I just returned from Italy a few weeks ago and this wonderful 1962 Legnano Mod.02 ‘Condorino’ followed me home, arriving today at my door in an old cardboard box, wrapped in bubble, zip ties and masking tape. I could tell that this was a first time experience for the sender but most importantly it looks like everything stayed in the box and there was no damage during transit. A huge sigh of relief.
The first thing to consider when shipping bikes in cardboard boxes is to make sure there is some solid bracing between the front and rear stays, either some wood blocking or an old axle with pairs of nuts to maintain the spacing. I also prefer to have the bike upside down in the box rather than resting on the dropouts as most handlers will respect large UP arrows on the outside of the package.
Small screws and bolts I prefer to put back in their holes and snug up rather than putting them in a bag that could get lost or fall out of the box if damaged. Lots of plastic bubble and zip ties to keep it all together inside the box and keep any tape well away from paint and decals. And nothing works better than duct tape wrapped 360 around all sides of the box and some makeshift loops of tape to use as handles as they do help to keep the box ‘right side up’ in handling.
Thirty, very satisfying minutes later this is what Mod.02 looks like fully assembled but not quite ready for the road. The colour is almost the same as traditional window putty, a very subtle green cast to an otherwise medium shade of grey with a contrasting head tube in Legnano red and the signature chrome bands on the seat tube that are characteristic of many Legnano Sportivo models through the 1960s.
So what’s next? Restraint mostly as this is my therapy project to ward off ‘cabin fever’ during the long, cold Canadian winter. As I often comment to friends, this activity is much more fun and far less expensive than psychotherapy. In addition, spring comes, sanity in tact, and you have a beautiful vintage bike as a reward for surviving another winter in the Great White North.
I have no intention of repainting this bike as the original paint is in great condition for the years. I will fully dismantle Mod.02 and give her a thorough degreasing, rebuild the wheels if necessary, some careful hand compounding and a good coat of wax on the frame, repack all the bearings, polish up the chrome work and then every so slowly put her back together while I gaze out the window at the snow drifts and enjoy some hot chocolate.
More to come in the spring!
There is a nice bike on Ebay (like this but newer) but it has Huret Derailleurs. Are these original? Or did the bike come with Campy Derailleurs?
The Condorino Sportivo that is currently posted to eBay (above photo) is from the 1970’s. Like all Italian makers at this time, Legnano was working hard to stay competitive particularly with their mid-range road bikes and city bikes. There is a possibility that the Huret derailleurs are replacements however I think they are original to this particular bike given that everything else appears to be completely original. Had the setup been Campagnolo it most likely would have had Valentino derailleurs and shifters.
Thanks for responding. It would be the first Legnano I’ve ever seen with factory Huret Derailleurs. I would think it was shipped with Campy Valentino or Nuovo Valentino, or whatever the “cheapies” were. It would be nice to know for sure, because if they were “factory” I’d leave them be, but if not, I’d have to switch over to Campy.
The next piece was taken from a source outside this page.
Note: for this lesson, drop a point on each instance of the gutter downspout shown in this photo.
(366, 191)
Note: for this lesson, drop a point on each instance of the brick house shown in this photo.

Hi, I’m Paolo from Rome. Congrats for your interesting blog. I’ve been looking for information on my Condorino since its purchase in late 2013, especially a correct construction year. I asked to many experienced sellers and they all replied that is probably a mid-60s, but I believe it is for sure more recent, considering the decals’ font, the seat bolt. I believe that the Huret shift could be factory original. I would be delight to hearing your comments. Here you will find some pics. Best, Paolo.
Thanks for writing and sending along the photo link of your bike. First of all, a very nice ‘Condorino’ and with the exception of the saddle it appears to be completely original and also in excellent condition considering it is now almost 50 years old. I would estimate the production year to be 1971-1972 and possibly as late as 1973 but not any more based on the Legnano branded components and frame details. Also, in 1970 Legnano changed the graphic style of their logo on the down tube to the format that is on your bike.
I would also say that the Huret rear derailleur and down tube shifter is original as I have seen these components before on city and sport models from Legnano during these years. While derailleurs do wear out and get replaced it would be unusual for the down tube shifter to also get replaced. In addition, the overall original condition of your bike would suggest that it has not been modified.
I can not see clearly from the photos however it appears that the hubs are from Maillard if the skewers are branded M.M.Atom (?). The pedals are from Way-Assauto and were used for many years by Legnano on the condorino. It is also great that the original stainless steel fenders are in excellent condition and with the bike . . . and these are most likely made by INOX.
I would recommend that you leave the original factory paint as it is still in very good condition and will enhance the value of this bike over time. Thanks again for writing and enjoy your treasure! Very nice.
Thanks for your reply.I can confirm the pedals by way-assauto. Regarding the hubs, I have to check.
I will definetely leave the paint as it is, since, after a decade in collecting (motorbikes), I am now a huge fan of conservative restorations.